This trial was designed to compare the rates of local recurrence with two adjuvant radiotherapy regimens in patients with resectable rectal cancer. Results show that both local control and disease-free survival are improved by preoperative radiotherapy compared with selective postoperative chemoradiotherapy. The significant improvement in 3-year disease-free survival seems to be predominantly attributable to the reduction in local recurrence, although we noted a small non-significant reduction in both the number of patients with distant metastases and with deaths related to rectal cancer. At present there is no clear evidence of a difference in overall survival, although there are fairly few deaths so far, and any difference might be diluted by the large proportion (42%) of non-cancer deaths.

Trials undertaken before the introduction of total mesorectal excision strongly lent support to the preoperative radiotherapy regimen. Similarly, the selective postoperative chemoradiotherapy regimen was supported by studies showing a low rate of local recurrence after surgery and a highly selective approach to postoperative chemoradiotherapy, allowing most patients to avoid radiotherapy.

Although total mesorectal excision was not mandated within the trial design, surgeons considered that it had been achieved in 93% of patients who underwent resection. No formal surgical training programme was used for centres participating in the trial. However, the overall negativity rate for circumferential resection margin was 89%, which compares favourably with the Dutch trial in which 77% of patients in the intention-to-treat analysis had tumour-free margins without tumour spillage.28 Quirke and colleagues24 present the assessment of the surgical resection plane achieved and its correlation with outcome in the accompanying paper; they show that 86% of surgical specimens were done in the mesorectal or intramesorectal plane. The fairly high rate (32%) of abdominoperineal excisions is not unexpected since a third of patients had a tumour less than 5 cm from the anal verge. We therefore believe that the outcome data from this trial are likely to represent that observed in routine clinical practice.

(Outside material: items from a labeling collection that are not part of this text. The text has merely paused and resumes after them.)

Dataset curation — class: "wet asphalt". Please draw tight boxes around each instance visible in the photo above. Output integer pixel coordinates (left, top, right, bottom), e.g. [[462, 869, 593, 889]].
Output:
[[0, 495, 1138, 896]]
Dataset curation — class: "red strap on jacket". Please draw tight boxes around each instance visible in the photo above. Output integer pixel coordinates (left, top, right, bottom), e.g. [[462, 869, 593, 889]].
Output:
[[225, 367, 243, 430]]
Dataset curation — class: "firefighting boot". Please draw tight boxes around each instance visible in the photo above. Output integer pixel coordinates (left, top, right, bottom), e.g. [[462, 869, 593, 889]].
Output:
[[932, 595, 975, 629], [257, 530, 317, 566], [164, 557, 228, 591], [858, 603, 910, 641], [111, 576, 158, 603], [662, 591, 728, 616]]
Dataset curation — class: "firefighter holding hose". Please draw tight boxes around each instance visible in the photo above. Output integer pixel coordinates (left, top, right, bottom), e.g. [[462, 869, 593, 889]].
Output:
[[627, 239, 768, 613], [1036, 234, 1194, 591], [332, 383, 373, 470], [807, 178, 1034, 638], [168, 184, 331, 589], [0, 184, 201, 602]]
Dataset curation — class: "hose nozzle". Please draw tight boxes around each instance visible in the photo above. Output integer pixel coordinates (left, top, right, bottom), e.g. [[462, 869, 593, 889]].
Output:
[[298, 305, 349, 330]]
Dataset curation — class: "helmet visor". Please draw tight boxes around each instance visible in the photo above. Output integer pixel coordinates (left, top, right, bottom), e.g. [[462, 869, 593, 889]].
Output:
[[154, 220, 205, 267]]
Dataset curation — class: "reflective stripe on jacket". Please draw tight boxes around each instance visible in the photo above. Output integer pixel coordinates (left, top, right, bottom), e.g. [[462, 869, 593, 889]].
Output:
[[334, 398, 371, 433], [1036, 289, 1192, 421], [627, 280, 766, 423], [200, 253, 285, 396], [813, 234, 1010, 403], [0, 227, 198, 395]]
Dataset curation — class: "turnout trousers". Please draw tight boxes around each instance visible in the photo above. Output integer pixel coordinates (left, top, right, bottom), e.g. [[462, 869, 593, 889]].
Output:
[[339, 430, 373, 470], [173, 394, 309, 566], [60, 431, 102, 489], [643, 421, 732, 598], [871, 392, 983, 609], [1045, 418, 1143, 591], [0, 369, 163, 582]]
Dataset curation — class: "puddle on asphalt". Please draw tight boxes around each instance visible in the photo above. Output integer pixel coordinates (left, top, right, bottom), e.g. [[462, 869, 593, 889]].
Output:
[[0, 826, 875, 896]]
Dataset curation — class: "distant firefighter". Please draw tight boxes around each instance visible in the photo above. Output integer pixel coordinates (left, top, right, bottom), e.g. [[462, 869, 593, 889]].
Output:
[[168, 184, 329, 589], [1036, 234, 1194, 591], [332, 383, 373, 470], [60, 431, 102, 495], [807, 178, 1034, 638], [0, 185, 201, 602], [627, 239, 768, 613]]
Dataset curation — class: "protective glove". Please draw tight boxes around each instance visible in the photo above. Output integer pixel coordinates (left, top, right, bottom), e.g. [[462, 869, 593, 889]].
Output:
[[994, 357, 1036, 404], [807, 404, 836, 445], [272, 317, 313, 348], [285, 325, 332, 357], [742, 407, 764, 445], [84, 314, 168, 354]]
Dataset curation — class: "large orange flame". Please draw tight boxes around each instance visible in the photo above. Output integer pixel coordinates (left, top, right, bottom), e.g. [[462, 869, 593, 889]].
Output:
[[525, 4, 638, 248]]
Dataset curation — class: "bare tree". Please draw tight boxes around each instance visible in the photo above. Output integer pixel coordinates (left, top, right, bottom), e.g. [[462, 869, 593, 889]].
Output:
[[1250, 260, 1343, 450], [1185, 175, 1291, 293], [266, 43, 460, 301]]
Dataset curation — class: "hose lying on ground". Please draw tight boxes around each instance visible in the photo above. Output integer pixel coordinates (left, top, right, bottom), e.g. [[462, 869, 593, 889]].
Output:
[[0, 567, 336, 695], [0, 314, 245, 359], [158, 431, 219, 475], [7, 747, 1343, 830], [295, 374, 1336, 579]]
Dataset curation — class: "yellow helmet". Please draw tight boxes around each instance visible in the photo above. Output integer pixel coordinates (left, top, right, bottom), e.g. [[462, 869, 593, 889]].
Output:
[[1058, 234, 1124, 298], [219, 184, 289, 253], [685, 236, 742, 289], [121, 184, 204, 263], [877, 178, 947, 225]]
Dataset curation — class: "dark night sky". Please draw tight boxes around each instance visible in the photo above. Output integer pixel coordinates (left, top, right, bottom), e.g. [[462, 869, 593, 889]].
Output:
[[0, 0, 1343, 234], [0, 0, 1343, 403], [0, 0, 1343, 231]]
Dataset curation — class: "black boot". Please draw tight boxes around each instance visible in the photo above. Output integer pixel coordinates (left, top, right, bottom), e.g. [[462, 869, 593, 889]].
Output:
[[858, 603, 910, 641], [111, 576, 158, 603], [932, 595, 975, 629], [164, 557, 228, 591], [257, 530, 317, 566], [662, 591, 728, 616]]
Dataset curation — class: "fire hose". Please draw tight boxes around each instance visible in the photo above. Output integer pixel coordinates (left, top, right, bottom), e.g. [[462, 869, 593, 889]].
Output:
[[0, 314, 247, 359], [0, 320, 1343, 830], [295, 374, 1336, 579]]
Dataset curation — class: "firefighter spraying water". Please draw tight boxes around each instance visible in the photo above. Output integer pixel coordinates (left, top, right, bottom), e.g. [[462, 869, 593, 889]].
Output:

Most patients with stage III disease in this trial received adjuvant chemotherapy in keeping with standard practice in many countries, including the USA, with no real difference in its use between treatment groups. Importantly, the proportion of patients with pathologically assessed stage III disease was the same in both groups, showing that no observed downstaging effect of preoperative radiotherapy had occurred in terms of nodal status. Thus patients could be logically selected for postoperative adjuvant chemotherapy, which contrasts with the uncertainties surrounding selection for this treatment for patients who have undergone preoperative chemoradiotherapy and in whom substantial change in the histopathological stage might have occurred.

A Cochrane meta-analysis30 identified four phase III trials3,6,7,31 undertaken before the introduction of total mesorectal excision that used short-course preoperative 25 Gy radiotherapy. Three trials3,6,7 compared short-course preoperative radiotherapy followed by surgery with surgery alone, although 316 of the 557 patients in the Stockholm II trial were also included in the Swedish Rectal Trial. The pooled data of the remaining two trials6,7 show a highly consistent and significant reduction in the rate of local recurrence with the use of preoperative radiotherapy (HR 0·46, 95% CI 0·38–0·56; figure 3). A similar benefit is also seen in the Uppsala trial31 that compared short-course preoperative radiotherapy with surgery followed by postoperative split-course radiotherapy for patients with Dukes B and C histology. The Cochrane meta-analysis identified CR07 and the Dutch colorectal cancer group trial,28 which used short-course preoperative radiotherapy and total mesorectal excision (although only data from the Dutch trial were available at that time). Both trials assessed short-course preoperative radiotherapy with a highly selective postoperative radiotherapy regimen. The CR07 trial used postoperative concurrent chemoradiotherapy, whereas the Dutch trial used radiotherapy alone in the selective postoperative group. The combined data from the CR07 trial and the Dutch trial (the two largest adjuvant radiotherapy trials, totalling 3211 patients) show a highly significant reduction in the rate of local recurrence with the use of preoperative radiotherapy (HR 0·38, 95% CI 0·29–0·49) when combined with total mesorectal excision (figure 3).

Figure 3
Summary of reduction in risk of local recurrence in phase III trials that have assessed short-course preoperative radiotherapy with 5 Gy per fraction

Very clear evidence now suggests that preoperative radiotherapy produces the same proportional reduction in the rate of local recurrence when combined with total mesorectal excision as that seen in previous studies undertaken before such excision. The preoperative radiotherapy regimen is also a very cost-effective way to deliver treatment, since it uses only five fractions of radiation. Furthermore, evidence from the 13-year follow-up from the Swedish rectal cancer trial,32 and data from three meta-analyses,30,33,34 lend support to the view that preoperative radiotherapy prevents a proportion of patients from developing local recurrence rather than merely delaying the event.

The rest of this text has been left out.